Las jóvenes, participaron en el diplomado realizado por Emprendemos Paz en el 2015, iniciativa desarrollada por CREAS y Christian Aid, para fortalecer las capacidades en construcción de paz y sustentabilidad de los y las jóvenes en Centroamérica y Colombia. Para las jóvenes colombianas, este espacio de capacitación fue una oportunidad para aportar a su comunidad y enriquecer su vida personal y profesional: “Lo que mas me gustó del diplomado fue el concepto de paz, el hecho de verla como bienestar integral nos motivó a trabajar por las mujeres del barrio, nos conmueve mucho su situación, aquí las jóvenes no se preocupan por estudiar, quedan embarazadas a muy temprana edad“, expresaron Ada y Melisa.

Esta situación descrita por ADA se vive en toda la región. Según el Fondo de Población de Naciones Unidas - UNFPA, América Latina y el Caribe tiene la segunda tasa más alta de embarazos adolescentes del mundo y se estima que casi el 18% de todos los nacimientos corresponden a mujeres menores de 20 años de edad. Casi una cuarta parte de las jóvenes de 15 a 24 años en América Latina ya fueron madres antes de los 20 años.

Ante esta realidad, Ada y Melisa decidieron emprender un proyecto enfocado en la formación de las jóvenes, a partir del bordado en punto de cruz. Con la ayuda de Emprendemos Paz, lograron concretar la iniciativa y convocaron a mujeres de la zona a participar:

“Antes que todo, planeamos capacitar a las mujeres en temas como autoestima, equidad de género y derechos humanos. También brindaremos cursos para que aprendan a hacer un presupuesto y llevar un control de costos. Nos parece importante ampliar su mirada para que puedan aprender a trabajar en comunidad e incidir en su entorno, se trata de brindar otras herramientas que les permitan desarrollar  creatividad y capacidad para resolver problemas, para que se sientan capaces de emprender algo por sí mismas”.

Actualmente, las emprendedoras han convocado a cinco jóvenes para comenzar el proceso de formación, la idea es que este sea un grupo semilla, que ayude a replicar lo aprendido a otras cinco jóvenes más, su objetivo es formar un grupo de 30 mujeres en el periodo de un año

“Este emprendimiento se dirige a mujeres que claman la paz y lanzan un grito por el Shalom, es decir por el bienestar integral. Creo que en la medida en que despertemos la conciencia de las mujeres y les ayudemos entender que son virtuosas y que tienen capacidades, estamos dando un gran paso para lograr el empoderamiento de las jóvenes, niñas e incluso abuelas que se quieran acercar a este proyecto”, afirmó Ada. 

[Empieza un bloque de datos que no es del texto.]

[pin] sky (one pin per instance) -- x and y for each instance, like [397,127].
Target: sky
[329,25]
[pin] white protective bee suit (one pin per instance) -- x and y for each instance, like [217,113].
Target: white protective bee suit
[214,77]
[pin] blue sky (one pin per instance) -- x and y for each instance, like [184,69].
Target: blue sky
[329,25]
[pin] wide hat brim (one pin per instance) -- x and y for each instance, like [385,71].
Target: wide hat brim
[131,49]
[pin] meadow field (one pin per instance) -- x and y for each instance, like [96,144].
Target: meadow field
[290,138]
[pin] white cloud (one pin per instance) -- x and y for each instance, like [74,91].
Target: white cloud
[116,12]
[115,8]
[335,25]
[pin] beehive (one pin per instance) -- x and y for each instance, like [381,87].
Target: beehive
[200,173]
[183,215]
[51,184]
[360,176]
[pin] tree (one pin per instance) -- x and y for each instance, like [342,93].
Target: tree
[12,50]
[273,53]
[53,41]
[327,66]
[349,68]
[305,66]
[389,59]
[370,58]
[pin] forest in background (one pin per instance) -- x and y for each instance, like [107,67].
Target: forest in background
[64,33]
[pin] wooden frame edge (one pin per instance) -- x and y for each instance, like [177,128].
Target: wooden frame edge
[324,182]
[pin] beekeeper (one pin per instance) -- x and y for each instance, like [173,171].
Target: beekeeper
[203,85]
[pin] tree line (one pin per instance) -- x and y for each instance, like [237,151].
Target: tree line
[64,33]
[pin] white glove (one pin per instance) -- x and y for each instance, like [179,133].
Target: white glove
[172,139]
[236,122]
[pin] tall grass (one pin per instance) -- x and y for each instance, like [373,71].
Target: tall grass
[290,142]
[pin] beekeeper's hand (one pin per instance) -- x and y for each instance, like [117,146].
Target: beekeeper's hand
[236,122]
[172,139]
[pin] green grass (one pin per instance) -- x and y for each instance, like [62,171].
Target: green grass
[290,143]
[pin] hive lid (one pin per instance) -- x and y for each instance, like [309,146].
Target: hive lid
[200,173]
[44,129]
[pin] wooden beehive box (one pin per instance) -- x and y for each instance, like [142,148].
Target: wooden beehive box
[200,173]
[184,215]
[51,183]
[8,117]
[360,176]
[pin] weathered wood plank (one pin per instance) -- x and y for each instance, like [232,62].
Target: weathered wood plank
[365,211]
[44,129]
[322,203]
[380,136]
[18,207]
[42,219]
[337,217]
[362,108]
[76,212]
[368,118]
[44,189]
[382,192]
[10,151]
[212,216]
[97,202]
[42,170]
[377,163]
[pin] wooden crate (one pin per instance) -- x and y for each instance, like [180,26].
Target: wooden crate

Para hacer sustentable social y económicamente, esta iniciativa a la que llamaron “Bordando una cultura de paz”, las jóvenes hicieron cuentas y se arriesgaron a innovar con otros productos: “Estamos confeccionando piezas mas pequeñas y sencillas, pero sin perder la esencia de lo que es el bordado en punto de cruz. Un bordado de un cojín grande nos toma un mes, esto no es tan rentable, porque lograríamos solo 5 cojines, en cambio para hacer uno pequeño para un llavero, empleamos una hora y tenemos la seguridad de que se vende más.”, afirman las jóvenes emprendedoras.

Adicionalmente, Melisa y Ada han solicitado un capital semilla de 300 dólares a Emprendemos Paz, para invertir en materiales como telas, agujas e hilo y para adquirir una máquina de cocer plana que les permita realizar los acabados de los productos que tejen a mano, lo cual les permitirá optimizar tiempo y recursos.

A través de Emprendemos Paz, CREAS y sus socios, apoyan esta y otras inciativas que buscan contribuir al alcance del objetivo numero cinco de la Agenda de Desarrollo Sostenible 2030:

Lograr la igualdad entre los géneros y empoderar a todas las mujeres y las niñas.